I have a different solution, which I find simpler if all you need to do is work around this issue. I simply change the location of “Local AppData.” Here’s how to do that. (I inserted line breaks for readability. This should be exactly four lines long.)

md "%~dp0appdata"
reg add "hku\.default\software\microsoft\windows\currentversion\explorer\user shell folders"
    /v "Local AppData" /t REG_EXPAND_SZ /d "%~dp0appdata" /f
"%~dp0webpicmdline" /AcceptEula /Products:PHP53 >>log.txt 2>>err.txt
reg add "hku\.default\software\microsoft\windows\currentversion\explorer\user shell folders"
    /v "Local AppData" /t REG_EXPAND_SZ /d %%USERPROFILE%%\AppData\Local /f

[UPDATE 1/31/2011] Prepended the %~dp0 to the webpicmdline call. Sometimes I just put a “cd %~dp0” at the top of the script to avoid gotchas around locations like this.
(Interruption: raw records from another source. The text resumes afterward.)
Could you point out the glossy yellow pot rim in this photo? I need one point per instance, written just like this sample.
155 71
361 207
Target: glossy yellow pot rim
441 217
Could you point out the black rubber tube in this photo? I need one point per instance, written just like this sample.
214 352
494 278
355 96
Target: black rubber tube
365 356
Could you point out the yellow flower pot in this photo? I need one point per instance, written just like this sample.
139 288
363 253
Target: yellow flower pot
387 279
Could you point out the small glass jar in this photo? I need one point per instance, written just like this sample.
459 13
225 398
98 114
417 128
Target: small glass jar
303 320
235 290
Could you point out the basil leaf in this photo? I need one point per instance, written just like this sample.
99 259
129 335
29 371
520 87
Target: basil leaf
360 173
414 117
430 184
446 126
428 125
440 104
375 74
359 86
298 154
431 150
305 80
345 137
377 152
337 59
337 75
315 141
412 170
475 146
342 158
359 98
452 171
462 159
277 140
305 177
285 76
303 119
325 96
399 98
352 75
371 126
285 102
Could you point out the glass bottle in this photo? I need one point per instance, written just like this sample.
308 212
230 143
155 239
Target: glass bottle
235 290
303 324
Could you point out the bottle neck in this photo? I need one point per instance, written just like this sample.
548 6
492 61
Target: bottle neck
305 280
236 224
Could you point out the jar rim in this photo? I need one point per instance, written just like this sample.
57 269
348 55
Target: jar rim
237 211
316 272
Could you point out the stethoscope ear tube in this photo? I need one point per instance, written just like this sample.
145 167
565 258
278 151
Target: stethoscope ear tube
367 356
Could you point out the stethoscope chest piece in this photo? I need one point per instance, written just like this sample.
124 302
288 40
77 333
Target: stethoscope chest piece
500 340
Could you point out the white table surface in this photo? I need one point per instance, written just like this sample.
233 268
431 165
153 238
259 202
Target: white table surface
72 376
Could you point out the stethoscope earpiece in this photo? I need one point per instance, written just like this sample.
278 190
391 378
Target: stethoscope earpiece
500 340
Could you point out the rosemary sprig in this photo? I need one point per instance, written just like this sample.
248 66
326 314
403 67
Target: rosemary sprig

Use PsExec to try out the SYSTEM user

PsExec is a handy tool from Sysinternals for starting processes in a variety of ways. (And I’m not just saying that because Mark Russinovich now works down the hall from me.) One thing you can do with PsExec is launch a process as the system user. Here’s how to launch a command prompt in an interactive session as system:

psexec –s -i cmd

You can only do this if you’re an administrator (which you are when you use remote desktop to connect to a VM in Windows Azure), so be sure to elevate first if you’re trying this on your local computer.